I'm working on adjoint based fluid dynamic shape optimization. The overall standing target, computing shape sensitivities in a very efficient way, has to be interpreted as a Fréchet derivative of the objective functional J (from my engineering point of view). However, the name "shape derivative" is kind of a state of the art name but it is very hard to find papers where both, sensitivity as well as shape derivatives are mentioned together.

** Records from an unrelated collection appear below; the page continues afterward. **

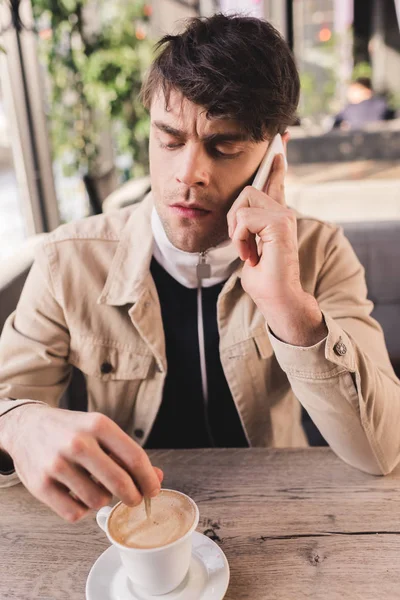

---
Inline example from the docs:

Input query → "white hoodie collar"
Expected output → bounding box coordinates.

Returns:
[151,208,240,288]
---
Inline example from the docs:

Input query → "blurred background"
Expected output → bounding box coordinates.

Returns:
[0,0,400,264]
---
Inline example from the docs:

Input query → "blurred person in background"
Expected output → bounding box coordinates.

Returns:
[333,77,395,131]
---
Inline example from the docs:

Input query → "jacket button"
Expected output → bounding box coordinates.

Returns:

My question is as follows: Is there a difference in both concepts? If I take both and assume that the term r(x,y) for the Fréchet-derivative vanishes the expressions look very similar to me...

If not: where is the difference?

If yes: why does the community characterize these fundamental basis of shape optimization so different? Nearly every author starts its papers differently...

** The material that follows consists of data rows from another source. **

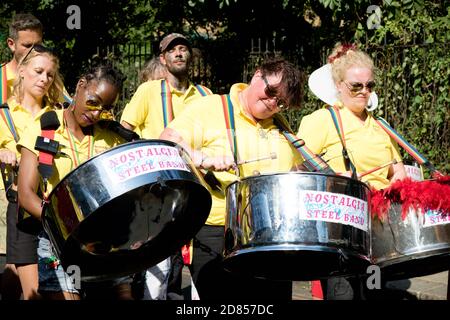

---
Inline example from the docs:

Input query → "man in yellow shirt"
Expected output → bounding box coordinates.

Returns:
[160,59,302,300]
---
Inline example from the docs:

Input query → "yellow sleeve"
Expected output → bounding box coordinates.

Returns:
[120,81,153,128]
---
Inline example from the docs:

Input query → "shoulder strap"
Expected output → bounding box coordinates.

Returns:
[327,106,357,179]
[0,103,19,142]
[273,114,335,174]
[0,63,8,104]
[375,117,443,178]
[161,79,173,128]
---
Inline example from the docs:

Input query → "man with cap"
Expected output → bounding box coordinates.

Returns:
[121,33,212,139]
[121,33,212,299]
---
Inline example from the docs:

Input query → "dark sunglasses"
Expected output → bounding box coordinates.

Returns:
[261,75,287,110]
[20,44,53,63]
[344,81,375,93]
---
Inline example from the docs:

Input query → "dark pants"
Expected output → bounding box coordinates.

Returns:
[190,225,292,301]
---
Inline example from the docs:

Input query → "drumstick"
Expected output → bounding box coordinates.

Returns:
[359,159,397,178]
[237,152,277,165]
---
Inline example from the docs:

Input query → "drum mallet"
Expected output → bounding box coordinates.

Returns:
[237,152,277,165]
[359,159,397,178]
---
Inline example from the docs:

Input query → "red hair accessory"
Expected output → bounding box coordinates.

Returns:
[328,43,357,63]
[371,176,450,220]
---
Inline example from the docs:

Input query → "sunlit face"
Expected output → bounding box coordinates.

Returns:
[7,29,42,63]
[247,71,283,120]
[19,54,57,100]
[160,44,191,75]
[74,79,119,127]
[336,66,373,114]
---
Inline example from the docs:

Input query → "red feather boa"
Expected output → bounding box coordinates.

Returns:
[370,176,450,220]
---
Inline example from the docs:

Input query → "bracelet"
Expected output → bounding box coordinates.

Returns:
[200,153,208,166]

--------- Fréchet-derivative -----------

Assuming a nonlinear map J : X → Y . The Fréchet derivative is the linear mapping T : X → Y ∈ L(X; Y ) of J in x ∈ X:

        J (x+h) = J(x)+T·h + r (x, y)

under the condition that ∀h ∈ X ∃ T if:

       lim(h→ 0) of (J(x+h) − J(x) − T·h)/h = r(x, y)/h → 0.

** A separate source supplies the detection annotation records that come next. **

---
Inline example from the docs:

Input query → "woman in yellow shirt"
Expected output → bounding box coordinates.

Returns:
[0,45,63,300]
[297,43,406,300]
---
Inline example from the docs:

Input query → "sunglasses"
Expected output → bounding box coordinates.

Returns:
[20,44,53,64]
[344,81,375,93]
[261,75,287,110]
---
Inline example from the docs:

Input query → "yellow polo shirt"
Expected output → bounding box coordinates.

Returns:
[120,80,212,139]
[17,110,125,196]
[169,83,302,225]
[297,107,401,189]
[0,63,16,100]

--------- Shape-derivative -----------

Assuming the velocity method (shape moves through a given velocity in a pseudo time). Let Ω ⊆ R N and J be a functional with Ω → J(Ω). Then

the Eulerian derivative of J at Ω in the direction of a vector

field V is given by:

dJ(Ω;V) = lim(t→ 0) of  (J(Ω _t) − J(Ω))/t.

Thank your for answering and please keep in mind: I'm not a mathematician!